Sherin Khankan débute des études à Damas, en Syrie, et retourne au Danemark en 2000. A l'université de Copenhague, elle obtient un master en sociologie des religions et philosophie, et un Master en arabisme à l’université de Damas.
Liant la religion et la politique, opposée aux "structures patriarcales", elle a créé l'association Musulmans critiques en août 2001. Elle prône un "féminisme islamique", un islam "ouvert, tolérant" conciliable avec la démocratie.
Sherin Khankan a été candidate du Parti social-libéral danois aux élections législatives au Danemark. Au début des années 2000, "alors qu’elle envisageait de se lancer en politique (dans Radikale Venstre, un parti de centre gauche), elle avait refusé d’abjurer la charia". "Sherin Khankan est étrillée, estampillée radicale, à la suite d'une prise de position ambiguë sur la lapidation. "Je suis contre, évidemment, mais j'ai élargi le débat à la peine de mort en général, même de façon légitime, comme en Occident." Quinze ans après, cette histoire la "hante encore" et elle se montre désormais plus claire : "L'islam politique est un échec. Il a été utilisé comme idéologie pour manipuler et provoquer des antagonismes entre croyants et non-croyants, entre l'Orient et l'Occident... En 2017, "trois députés d'extrême droite – dont un musulman – l'accusent de propager un islam radical. "Cette fois, je vais les assigner en justice pour diffamation. Ils vont trop loin", soupire-t-elle."

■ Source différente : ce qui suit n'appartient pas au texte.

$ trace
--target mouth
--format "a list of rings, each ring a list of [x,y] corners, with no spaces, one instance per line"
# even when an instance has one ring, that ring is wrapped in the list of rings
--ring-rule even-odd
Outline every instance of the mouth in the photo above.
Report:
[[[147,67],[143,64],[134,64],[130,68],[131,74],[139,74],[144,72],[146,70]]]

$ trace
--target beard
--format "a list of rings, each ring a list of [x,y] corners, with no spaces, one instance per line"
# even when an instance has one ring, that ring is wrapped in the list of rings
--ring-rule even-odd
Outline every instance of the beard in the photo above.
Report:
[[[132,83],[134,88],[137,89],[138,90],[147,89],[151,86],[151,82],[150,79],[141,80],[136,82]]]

Le 26 décembre 2016, dans un post intitulé "Un état islamique n'est pas notre rêve" publié sur Facebook, Sherin Khankan a qualifié Tarik Ramadan d'"islamologue réformiste", de "théologien de l'islam", de "réformateur" et de "philosophe". Or, Tarik ou Tariq Ramadan, "de haute lignée islamiste", "nie tout lien avec le terrorisme, mais les indices sont clairs. Comme l'écrit Lee Smith dans The American Prospect, il est un islamiste de sang froid dont le « cri de mort à l'Occident procède d'un djihad plus discret et subtil, mais d'un djihad tout de même ». (Daniel Pipes)
Elle a affirmé en 2018 : « Si une femme est contrainte de porter le hijab, je me battrai pour qu’elle ne le porte pas ».
"Sa double culture, en revanche, la questionne toujours. "Je suis syrienne", lâche-t-elle au détour d'une phrase. Avant de se reprendre : "Je suis danoise, finlandaise et syrienne, je refuse de me définir du point de vue de la nation : le passeport et le sang n'ont rien à voir." Ce qui la définit, c'est son opposition "à tous les dogmes" : "Les femmes doivent être entièrement libres de choisir de porter le voile ou non."... Son propre mari, un Danois d'origine pakistanaise pratiquant un islam strict et politique, ne fête pas Noël. Du coup, elle a cessé de le célébrer", précise-t-elle à l'automne 2017.
Le 13 mai 2020, sur son compte Facebook, elle a publié un "Manifeste musulman", plaidoyer pour la mosquée Mariam et listant "7 thèses de réforme fondé sur des principes islamiques de justice et des droits humains universel"..
Mère de famille nombreuse, elle a divorcé.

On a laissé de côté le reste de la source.